Generated April 2026 from current fund data.
Overview
IVV and VOO are both passively managed ETFs that track the S&P 500 Index, holding the same 500 large-cap U.S. stocks. The key distinction is size: VOO is roughly twice as large by assets under management ($1.42 trillion vs. $721 billion), which gives it a structural advantage in trading efficiency and fee sustainability. Both charge an identical 0.03% expense ratio and distribute dividends quarterly.
How they differ
The first and most material difference is scale. VOO's $1.42 trillion in AUM versus IVV's $721 billion means VOO likely benefits from tighter bid-ask spreads and lower trading costs at the marginβa real advantage for large positions or frequent traders, though negligible for buy-and-hold investors. Second, their distributions are nearly identical: IVV yields 1.10% and VOO yields 1.09%, with both paying quarterly. IVV has a longer track record (inception May 2000 vs. September 2010), but that historical depth offers little practical value given that both track an identical index. Third, both charge 0.03% in expenses, so cost is a genuine tie.
Who each is best for
IVV: Investors who already hold other BlackRock iShares products and value consolidated reporting, or those indifferent to fund family and prioritizing a slightly longer fund history (though this carries negligible real-world benefit).
VOO: Vanguard clients who value integration with existing Vanguard holdings, or larger institutional and retail investors where VOO's greater liquidity and AUM provide a marginal edge in execution quality.
Key risks to know
- Index concentration risk: Both funds are heavily weighted toward the "Magnificent Seven" and other mega-cap tech stocks, meaning they underperform in value-rotations or technology downturns.
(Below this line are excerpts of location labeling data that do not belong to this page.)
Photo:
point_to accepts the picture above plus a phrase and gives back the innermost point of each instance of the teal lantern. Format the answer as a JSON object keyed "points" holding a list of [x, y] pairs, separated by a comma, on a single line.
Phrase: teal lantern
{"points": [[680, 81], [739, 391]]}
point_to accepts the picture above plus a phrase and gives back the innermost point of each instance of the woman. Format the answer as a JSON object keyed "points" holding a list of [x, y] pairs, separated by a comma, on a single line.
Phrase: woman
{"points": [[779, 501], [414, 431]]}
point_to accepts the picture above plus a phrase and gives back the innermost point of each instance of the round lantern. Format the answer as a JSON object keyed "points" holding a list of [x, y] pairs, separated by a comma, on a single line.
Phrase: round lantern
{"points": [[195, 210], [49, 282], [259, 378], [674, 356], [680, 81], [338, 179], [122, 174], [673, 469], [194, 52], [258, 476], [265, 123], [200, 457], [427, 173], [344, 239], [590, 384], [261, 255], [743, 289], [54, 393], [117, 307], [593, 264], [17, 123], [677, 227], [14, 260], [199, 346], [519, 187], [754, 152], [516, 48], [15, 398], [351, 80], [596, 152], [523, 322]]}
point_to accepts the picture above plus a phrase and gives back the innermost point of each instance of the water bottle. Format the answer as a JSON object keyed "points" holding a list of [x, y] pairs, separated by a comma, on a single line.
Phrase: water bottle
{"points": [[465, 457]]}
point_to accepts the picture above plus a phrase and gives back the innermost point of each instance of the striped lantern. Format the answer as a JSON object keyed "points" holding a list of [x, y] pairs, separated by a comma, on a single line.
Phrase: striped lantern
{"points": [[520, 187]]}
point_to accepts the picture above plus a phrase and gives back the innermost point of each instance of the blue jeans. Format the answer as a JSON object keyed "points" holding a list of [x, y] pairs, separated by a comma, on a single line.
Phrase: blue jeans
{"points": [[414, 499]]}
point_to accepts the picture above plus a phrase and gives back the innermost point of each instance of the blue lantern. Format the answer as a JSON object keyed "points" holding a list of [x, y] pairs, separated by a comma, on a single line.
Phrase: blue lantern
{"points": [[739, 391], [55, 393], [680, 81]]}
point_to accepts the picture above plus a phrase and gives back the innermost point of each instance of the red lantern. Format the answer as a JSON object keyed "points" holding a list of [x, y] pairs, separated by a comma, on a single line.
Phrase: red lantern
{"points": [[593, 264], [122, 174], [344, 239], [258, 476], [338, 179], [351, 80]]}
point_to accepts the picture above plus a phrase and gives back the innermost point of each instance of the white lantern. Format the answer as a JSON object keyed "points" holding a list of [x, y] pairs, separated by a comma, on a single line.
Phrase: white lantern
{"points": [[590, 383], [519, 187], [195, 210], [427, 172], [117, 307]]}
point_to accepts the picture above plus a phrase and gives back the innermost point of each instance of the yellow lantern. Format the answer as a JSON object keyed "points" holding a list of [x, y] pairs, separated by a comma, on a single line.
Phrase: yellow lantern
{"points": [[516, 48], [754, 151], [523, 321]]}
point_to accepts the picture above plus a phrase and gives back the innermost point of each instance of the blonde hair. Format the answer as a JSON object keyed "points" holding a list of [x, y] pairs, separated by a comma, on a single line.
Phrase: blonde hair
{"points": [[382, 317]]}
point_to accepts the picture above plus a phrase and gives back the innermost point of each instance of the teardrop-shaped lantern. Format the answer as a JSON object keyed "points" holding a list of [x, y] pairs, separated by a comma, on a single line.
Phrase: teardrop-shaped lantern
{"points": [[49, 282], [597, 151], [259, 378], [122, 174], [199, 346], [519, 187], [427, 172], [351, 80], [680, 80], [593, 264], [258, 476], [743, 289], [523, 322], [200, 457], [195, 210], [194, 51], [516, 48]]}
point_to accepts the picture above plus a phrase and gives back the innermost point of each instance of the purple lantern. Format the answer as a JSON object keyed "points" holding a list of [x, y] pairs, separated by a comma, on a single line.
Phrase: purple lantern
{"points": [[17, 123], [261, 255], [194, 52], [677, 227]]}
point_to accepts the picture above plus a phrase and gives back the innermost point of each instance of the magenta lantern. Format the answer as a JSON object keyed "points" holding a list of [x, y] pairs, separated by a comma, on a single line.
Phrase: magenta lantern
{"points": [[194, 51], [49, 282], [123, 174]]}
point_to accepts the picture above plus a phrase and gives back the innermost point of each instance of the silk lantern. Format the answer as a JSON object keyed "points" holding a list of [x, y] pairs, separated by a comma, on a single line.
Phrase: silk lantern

- Market risk: A 1.0 beta means these funds move in lockstep with broad market volatility. In a 20% S&P 500 decline, both should fall similarly.
- Tracking error from cash drag: Minimal but realβboth funds hold small cash balances that temporarily lag index performance on market rallies.
- Dividend tax drag: Quarterly distributions create tax-reporting complexity in taxable accounts and trigger short-term gains if reinvested; best held in tax-advantaged accounts for long-term holders.
Bottom line
These funds are functionally interchangeable for most investors. If you value maximum liquidity and belong to Vanguard, VOO's larger size edges ahead; if you're a BlackRock/iShares ecosystem user, IVV works equally well. The 0.03% expense ratio and 1.09β1.10% yield are so close that fund choice should hinge on account custody and existing relationships, not performance expectations. Past performance doesn't predict future results, and both will track the S&P 500 with near-perfect fidelity going forward.
AI-generated analysis for educational purposes only. Verify important details independently; past performance does not guarantee future results.